This question was originally posted on Physics SE, (now deleted) but I think this community is a better fit.
This article "New" type of Clouds, reports that a revision to the International Cloud Atlas will include 12 extra examples of cloud shapes.
This time around 12 new terms have been added. The best known of these is asperitas, meaning rough-like in Latin, as the clouds can look like the tossing of the waves at sea when viewed from below.
I am aware that these are not new cloud types per se, rather the article is referring to a reclassification system.
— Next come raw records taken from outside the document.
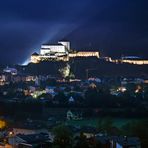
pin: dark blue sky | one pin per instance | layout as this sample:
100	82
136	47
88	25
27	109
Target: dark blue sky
113	26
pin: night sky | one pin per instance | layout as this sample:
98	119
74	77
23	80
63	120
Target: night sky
114	27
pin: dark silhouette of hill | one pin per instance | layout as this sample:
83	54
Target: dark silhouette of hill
81	67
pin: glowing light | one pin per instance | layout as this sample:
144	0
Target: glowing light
26	62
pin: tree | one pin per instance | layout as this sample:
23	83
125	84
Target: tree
63	136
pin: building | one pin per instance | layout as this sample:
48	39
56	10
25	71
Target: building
132	60
60	52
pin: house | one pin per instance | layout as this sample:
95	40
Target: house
125	142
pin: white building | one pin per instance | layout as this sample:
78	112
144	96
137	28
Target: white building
62	48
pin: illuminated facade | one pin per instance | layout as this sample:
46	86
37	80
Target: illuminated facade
60	52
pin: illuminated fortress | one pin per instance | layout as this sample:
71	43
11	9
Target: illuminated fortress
60	52
63	52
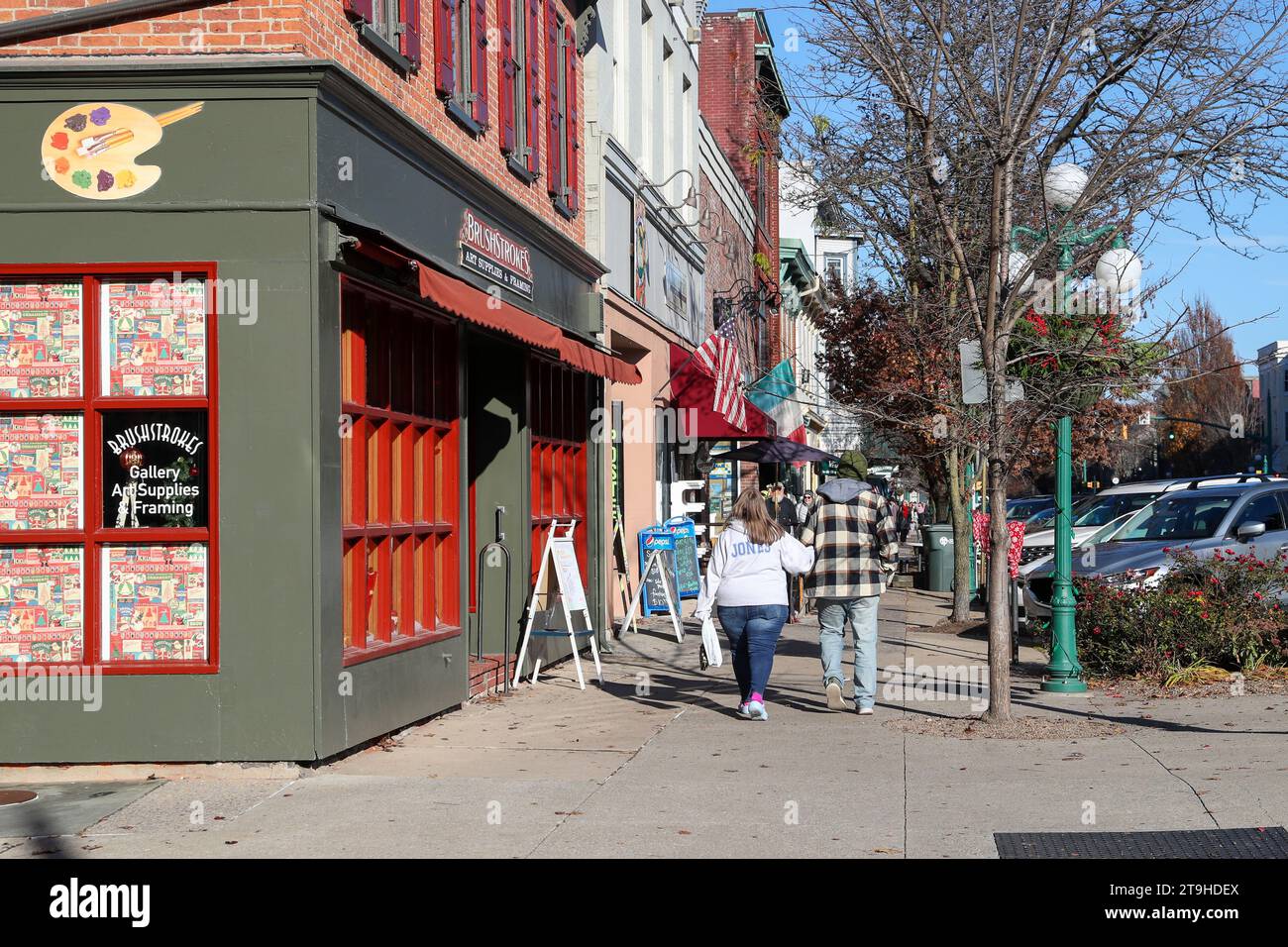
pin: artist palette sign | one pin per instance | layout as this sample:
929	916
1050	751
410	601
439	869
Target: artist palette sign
489	253
155	470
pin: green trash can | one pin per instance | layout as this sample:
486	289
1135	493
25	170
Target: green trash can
936	543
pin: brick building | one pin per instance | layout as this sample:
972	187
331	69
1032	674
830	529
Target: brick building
296	322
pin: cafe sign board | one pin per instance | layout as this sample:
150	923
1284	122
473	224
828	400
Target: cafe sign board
492	254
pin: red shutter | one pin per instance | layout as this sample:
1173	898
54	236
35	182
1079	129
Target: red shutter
571	119
411	34
554	170
445	68
532	112
362	9
480	72
505	75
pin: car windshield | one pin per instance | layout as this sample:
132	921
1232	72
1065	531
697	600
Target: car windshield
1177	517
1107	508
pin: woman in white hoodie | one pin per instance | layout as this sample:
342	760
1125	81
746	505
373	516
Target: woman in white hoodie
745	585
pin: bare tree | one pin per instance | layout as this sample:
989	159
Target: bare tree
935	127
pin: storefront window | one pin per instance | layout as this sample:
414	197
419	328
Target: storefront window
399	480
107	549
559	418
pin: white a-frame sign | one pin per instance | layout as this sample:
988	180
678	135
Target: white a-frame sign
655	566
561	556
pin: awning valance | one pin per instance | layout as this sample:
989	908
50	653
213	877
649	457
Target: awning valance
695	393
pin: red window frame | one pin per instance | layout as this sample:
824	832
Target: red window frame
400	531
93	536
559	424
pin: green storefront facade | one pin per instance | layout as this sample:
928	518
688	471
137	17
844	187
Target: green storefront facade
334	239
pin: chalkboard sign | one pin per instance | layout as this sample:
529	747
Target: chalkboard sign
688	578
656	539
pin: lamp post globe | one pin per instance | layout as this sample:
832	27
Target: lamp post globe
1064	184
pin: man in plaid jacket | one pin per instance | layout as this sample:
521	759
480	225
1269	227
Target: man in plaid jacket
855	545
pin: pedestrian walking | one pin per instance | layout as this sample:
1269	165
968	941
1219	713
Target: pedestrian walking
855	548
782	510
746	590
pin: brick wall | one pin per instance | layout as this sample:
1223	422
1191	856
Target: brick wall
314	29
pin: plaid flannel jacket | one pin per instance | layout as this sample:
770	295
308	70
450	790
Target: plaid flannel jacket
855	547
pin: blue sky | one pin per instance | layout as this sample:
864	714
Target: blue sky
1241	290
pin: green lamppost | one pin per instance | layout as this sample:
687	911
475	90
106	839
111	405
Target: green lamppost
1119	270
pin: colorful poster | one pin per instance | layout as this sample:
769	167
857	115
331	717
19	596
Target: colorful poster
40	341
40	604
155	338
40	472
155	603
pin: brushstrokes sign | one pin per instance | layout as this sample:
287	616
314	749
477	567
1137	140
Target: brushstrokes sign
492	254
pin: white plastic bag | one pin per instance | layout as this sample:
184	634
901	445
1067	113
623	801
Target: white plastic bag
709	652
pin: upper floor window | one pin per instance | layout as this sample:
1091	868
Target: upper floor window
390	27
460	60
519	85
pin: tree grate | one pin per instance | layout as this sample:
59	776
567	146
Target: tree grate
1211	843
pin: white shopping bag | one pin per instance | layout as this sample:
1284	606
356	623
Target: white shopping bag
709	654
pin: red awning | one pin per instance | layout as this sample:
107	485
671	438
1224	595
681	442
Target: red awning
475	305
696	392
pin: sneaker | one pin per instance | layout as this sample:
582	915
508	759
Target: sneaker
835	701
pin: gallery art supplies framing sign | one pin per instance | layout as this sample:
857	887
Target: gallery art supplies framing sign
656	575
561	557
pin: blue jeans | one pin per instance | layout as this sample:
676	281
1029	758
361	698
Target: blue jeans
752	631
862	613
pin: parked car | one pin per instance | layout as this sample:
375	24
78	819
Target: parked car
1245	513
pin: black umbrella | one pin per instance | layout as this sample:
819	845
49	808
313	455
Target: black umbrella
778	450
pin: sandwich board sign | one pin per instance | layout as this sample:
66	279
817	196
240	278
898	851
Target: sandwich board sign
559	562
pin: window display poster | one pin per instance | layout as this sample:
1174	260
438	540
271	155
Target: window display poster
154	470
40	604
154	338
155	603
40	472
40	341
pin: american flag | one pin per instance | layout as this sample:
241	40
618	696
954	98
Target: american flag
719	356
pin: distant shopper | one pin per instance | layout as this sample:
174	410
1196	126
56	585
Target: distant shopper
782	510
857	551
745	585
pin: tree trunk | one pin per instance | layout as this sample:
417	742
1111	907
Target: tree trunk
960	518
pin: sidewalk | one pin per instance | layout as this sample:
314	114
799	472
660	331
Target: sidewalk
657	764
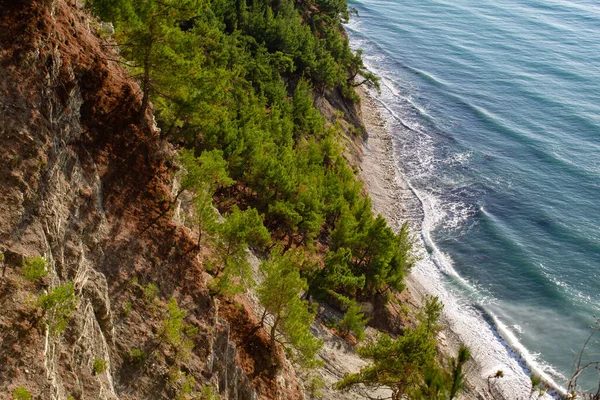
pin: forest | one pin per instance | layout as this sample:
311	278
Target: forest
233	84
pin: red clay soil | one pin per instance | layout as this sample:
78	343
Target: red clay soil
254	354
134	168
44	58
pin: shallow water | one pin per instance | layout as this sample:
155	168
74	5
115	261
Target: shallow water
495	111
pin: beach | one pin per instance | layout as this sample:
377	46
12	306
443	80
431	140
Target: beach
393	198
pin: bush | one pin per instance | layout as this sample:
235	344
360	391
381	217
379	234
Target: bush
34	268
21	394
100	366
354	322
138	356
151	292
58	305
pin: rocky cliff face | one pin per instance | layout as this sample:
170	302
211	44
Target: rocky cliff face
85	185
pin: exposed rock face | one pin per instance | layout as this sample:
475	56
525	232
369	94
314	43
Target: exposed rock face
86	186
233	383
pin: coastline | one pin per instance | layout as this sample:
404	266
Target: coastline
396	202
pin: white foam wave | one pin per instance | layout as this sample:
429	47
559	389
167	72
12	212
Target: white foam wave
493	345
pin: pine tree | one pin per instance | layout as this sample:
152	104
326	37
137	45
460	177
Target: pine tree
279	294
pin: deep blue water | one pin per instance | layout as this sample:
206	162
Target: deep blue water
495	111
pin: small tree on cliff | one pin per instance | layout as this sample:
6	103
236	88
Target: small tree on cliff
151	38
291	317
240	230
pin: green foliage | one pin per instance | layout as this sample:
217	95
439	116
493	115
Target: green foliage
127	306
151	292
240	230
209	393
430	314
34	268
175	332
457	378
138	356
399	364
354	321
21	393
99	366
407	365
291	317
314	385
58	306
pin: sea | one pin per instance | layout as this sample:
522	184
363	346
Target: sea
494	111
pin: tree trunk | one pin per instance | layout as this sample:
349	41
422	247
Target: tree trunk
145	83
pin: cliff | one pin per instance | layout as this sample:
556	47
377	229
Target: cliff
86	186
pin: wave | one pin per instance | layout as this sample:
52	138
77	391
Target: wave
493	344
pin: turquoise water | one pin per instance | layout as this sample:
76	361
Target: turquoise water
495	111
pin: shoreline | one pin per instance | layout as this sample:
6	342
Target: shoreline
393	198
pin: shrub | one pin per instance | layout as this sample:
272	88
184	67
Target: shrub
151	292
58	305
138	356
100	366
21	394
354	322
34	268
127	308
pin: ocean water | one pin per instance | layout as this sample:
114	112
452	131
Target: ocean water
495	112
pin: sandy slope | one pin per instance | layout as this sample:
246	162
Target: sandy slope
393	199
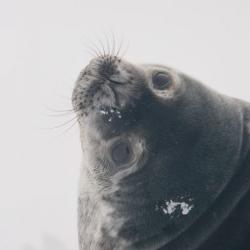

These cloud types in all probability have been in existence for a long time, and it is due to the increasing use of cameras on smartphones that has contributed to their new prominence in the Atlas. The article I cite above includes references to the well known jet contrails, but does not ascribe any more significance to these cloud classifications than that.
In terms of the way the WMO classifies clouds, they have also added one new "species" - the volutus, or roll-cloud, a low horizontal tube-shaped cloud mass that appears to roll about a horizontal axis.
My question, promoted by this reclassification of existing cloud types, is: could new cloud types be associated with human activity and, (a tenuous connection I admit), could we use the amount of these putative new cloud types to act as a crude marker of our impact on the current atmospheric environment?
I would stress that the website of the International Cloud Atlas makes no obvious, at least on initial reading, link to my question above.
I am aware of the Penn State Jet Trail Research regarding jet trails, in particular their absence from the atmosphere following the 9/11 attacks and subsequent temporary flight ban.